4. What issues do we encounter linking data coded with different classification systems?

On both the HCUP and the Tape-to-Tape projects we encountered mismatches in nomenclature that are difficult to resolve; result is wider groupings that include widely variant entities, such as procedures, where the coding systems differ on approach, excision vs biopsy, etc.

5. What is the impact of the emerging computerized patient record?

Nomenclature of any system implemented in the CPR needs to be much more structured than any of the systems currently in widespread use. Most of them have sections by body system that were developed for the specialties to which they pertain.

8. Is this practical to move to a single procedure classification system on the timetable required for initial implementation?

The timetable seems quite aggressive for any major change.

9. If a system is selected as a standard, should providers be able to use all the available codes?

All providers/payors should use the full set of codes in the classification to provide accurate data that are undoubtedly going to be used for purposes other than payment.
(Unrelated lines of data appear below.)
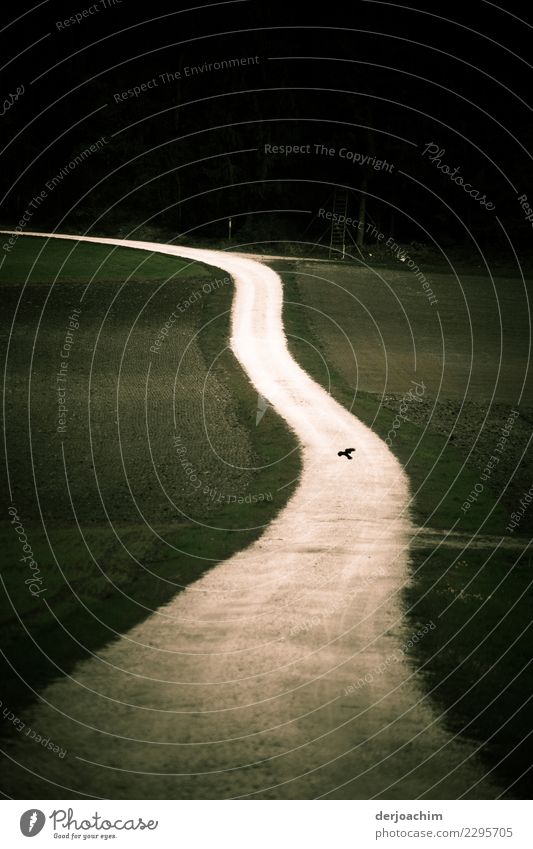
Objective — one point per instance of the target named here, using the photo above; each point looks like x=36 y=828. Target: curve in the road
x=281 y=673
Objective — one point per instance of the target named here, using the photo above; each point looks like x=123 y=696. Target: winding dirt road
x=281 y=673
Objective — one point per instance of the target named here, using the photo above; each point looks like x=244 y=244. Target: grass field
x=160 y=471
x=146 y=487
x=366 y=334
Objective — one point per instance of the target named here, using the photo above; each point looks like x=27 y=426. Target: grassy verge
x=108 y=574
x=477 y=662
x=36 y=260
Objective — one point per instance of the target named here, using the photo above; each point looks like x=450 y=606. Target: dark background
x=377 y=76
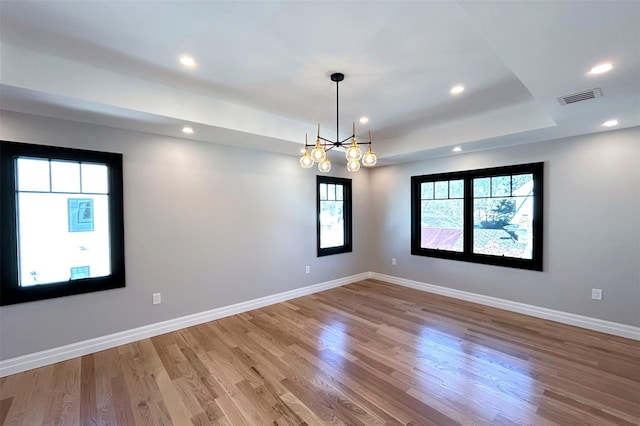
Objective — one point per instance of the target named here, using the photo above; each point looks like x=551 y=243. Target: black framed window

All should also be held to the same standards of coding rules.

Conclusion

Thank you for the opportunity to address these important issues. Quantification is an important step in understanding and managing complex processes. Quantifying health care needs and services in a pluralistic system such as ours depends on standardizing information. The medical/clinical coding systems that you are examining will provide the information that companies like mine will use in the next century to help purchasers, managed care and insurance companies, providers, and researchers do their jobs more effectively. We hope these comments have been helpful to you.